On the 17th June the States of Jersey decided to introduce a new tax on share transfer transactions which will be called a Land Transaction Tax. We asked Mr Peter Seymour of the Mortgage Shop Plus what this means to first time buyers: ?It seems a great shame that a sector (share transfer) which is dominated by first time buyers has to take the brunt of this new tax when the potentially far more lucrative taxation of commercial transactions has, for the time being, been set aside. As this is new legislation, it has to be approved by the Privy Council, a course of action which the States feel will take up to six months so it is unlikely that LTT will be introduced before January 2009.
However, the first time buyer discounts currently available on stamp duty on freehold transactions will also become available on share transfer. The new law will be administered by the Income Tax Department and transactions will not be permitted to proceed until a purchaser is in possession of a receipt showing that the tax on the transaction has been pre-paid.
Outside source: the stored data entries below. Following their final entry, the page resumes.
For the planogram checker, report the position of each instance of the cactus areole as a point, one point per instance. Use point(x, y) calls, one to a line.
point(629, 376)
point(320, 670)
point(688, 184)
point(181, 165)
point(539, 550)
Some might say that this is yet another nail in the coffin of the first time buyer market although flats and houses are still being marketed to them vigorously albeit in a limited number in respect of houses.
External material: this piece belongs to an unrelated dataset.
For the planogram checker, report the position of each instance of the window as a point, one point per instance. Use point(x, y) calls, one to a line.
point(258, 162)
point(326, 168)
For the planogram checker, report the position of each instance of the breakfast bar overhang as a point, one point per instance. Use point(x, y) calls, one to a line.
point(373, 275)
For the future first time buyers? aspirations to purchase a house have all but disappeared and now they must acknowledge that a flat will instead be their first home for the foreseeable future. The first time buyer market has surged way beyond the means of many, seeing increases of between 20% and 25% last year alone whilst the flat market increased far more modestly by no more than a maximum of 10% over the same period. Perhaps, as demand moves onto flats so one will then see increases in value occurring in this sector as well, although it is unlikely that these increases will be anywhere as dramatic as have been witnessed in the past.
The good news for first time buyers is that Newcastle Mortgage Loans continue to offer 100% mortgages, not just to first time buyers but to allcomers although they will have to be supported by a guarantor. The two options available are fixed for 3 years at 6.80% and for 5 years at 6.70% and offered for loan terms of up to 40 years. This sounds like an extended prison sentence although the thinking behind these products is that initially the mortgage would run interest only until professional qualifications and work experience resulted in higher salaries being generated at which stage capital repayments would kick in. Several years further down the line, as income increased further, so monthly repayments of capital could increase further at which stage the mortgage term would start to reduce with the option of taking it down to 30 or 25 years if one wished. The flexibility of this mortgage is also enhanced by the fact that it is not restricted to 100% mortgages and a number of facilities at much lower loan to values have been arranged so long as they are supported by a guarantor.?
*Please note all figures correct as of 17/07/08.